Upton: The System Of Antichrist
The System of Antichrist: Truth and Falsehood in Postmodernism and the New Age (Hardcover)
by Charles Upton
I have received this book in the mail, and finished reading it a while ago.
Amazon: The System of Antichrist examines the present religious and cultural scene from the standpoint of
traditional metaphysics and critiques the New Age spiritualities within their postmodern context. Its many references to René Guénon and Frithjof Schuon also help introduce these important but little-known ‘traditionalist’ thinkers. The book presents lore relating to the ‘latter days’ of the present cycle from the vantage point of comparative religion, drawing upon relevant doctrines from Buddhism, Hinduism, Judaism, Christianity, Islam, Zoroastrianism, and the Native American traditions. It also speculates upon the social, psychic, and spiritual nature of that being known to Christianity, Judaism, and Islam as the Antichrist, presenting him as both an individual and a system and warning those willing to be warned against the spiritual seduction and terror he represents, and against the regime which will be-and is-the social expression of that seduction and that terror.

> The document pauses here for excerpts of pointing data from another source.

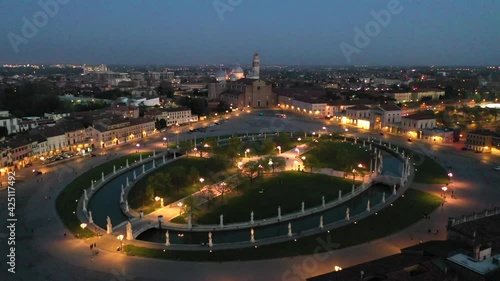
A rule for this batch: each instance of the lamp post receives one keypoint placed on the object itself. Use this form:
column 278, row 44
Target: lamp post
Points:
column 444, row 188
column 160, row 220
column 271, row 164
column 120, row 237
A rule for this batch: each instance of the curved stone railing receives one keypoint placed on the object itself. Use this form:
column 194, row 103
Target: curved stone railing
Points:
column 474, row 216
column 407, row 175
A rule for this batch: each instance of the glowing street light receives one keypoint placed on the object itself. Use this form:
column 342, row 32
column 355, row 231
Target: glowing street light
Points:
column 120, row 237
column 444, row 188
column 271, row 164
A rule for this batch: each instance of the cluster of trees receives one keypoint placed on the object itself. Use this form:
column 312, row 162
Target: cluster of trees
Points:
column 324, row 152
column 167, row 183
column 253, row 169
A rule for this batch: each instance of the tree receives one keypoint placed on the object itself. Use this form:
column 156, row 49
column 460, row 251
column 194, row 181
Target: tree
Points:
column 251, row 169
column 158, row 185
column 311, row 162
column 222, row 188
column 190, row 206
column 208, row 194
column 178, row 177
column 193, row 175
column 3, row 132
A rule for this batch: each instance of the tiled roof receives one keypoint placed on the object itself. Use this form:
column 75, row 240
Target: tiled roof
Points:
column 359, row 107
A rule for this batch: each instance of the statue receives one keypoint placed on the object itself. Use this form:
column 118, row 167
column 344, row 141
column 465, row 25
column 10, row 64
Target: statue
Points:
column 167, row 239
column 252, row 236
column 130, row 236
column 109, row 226
column 210, row 243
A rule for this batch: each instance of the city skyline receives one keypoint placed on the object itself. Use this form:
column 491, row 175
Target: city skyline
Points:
column 223, row 32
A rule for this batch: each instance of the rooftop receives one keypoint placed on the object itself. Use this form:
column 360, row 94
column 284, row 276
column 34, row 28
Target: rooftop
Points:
column 359, row 107
column 482, row 267
column 421, row 115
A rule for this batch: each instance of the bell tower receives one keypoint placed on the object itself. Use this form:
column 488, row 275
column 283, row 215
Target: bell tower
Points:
column 256, row 64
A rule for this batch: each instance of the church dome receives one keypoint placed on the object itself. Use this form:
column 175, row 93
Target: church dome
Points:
column 220, row 75
column 236, row 69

Finally, in tracing the roots of Antichrist in the fallen nature of man, the author sketches the particular quality of spirituality proper to apocalyptic times, the dangers it faces, the unique opportunities open to it. And along the way he describes his own course from the ‘spiritual revolution’ of the 1960s, through the world of New Age spiritualities, to the threshold of traditional esoterism and metaphysics. As he says, speaking of the angst that characterizes the modern world: ‘The specific medicine for the shock of despair is the deeper shock of meaning. Nothing but the weight of eternity, breaking through the thin, brittle shell of the postmodern sky, can set us on our feet.’
There is a lot to say here, but a few general remarks are relevant to our discussion.
The book in the wake of the Traditionalists, and echoes Rene Guenon.
The result is a pastiche of that Traditionalist line, and an indication of its latent contradictions.
To bring the thematic of the Antichrist into public discussion is counterproductive, to say the least, and irresponsible. The myth of the Antichrist simply can’t stand up to scrutiny, and the Book of Revelations is a hopeless case piece of biblical text.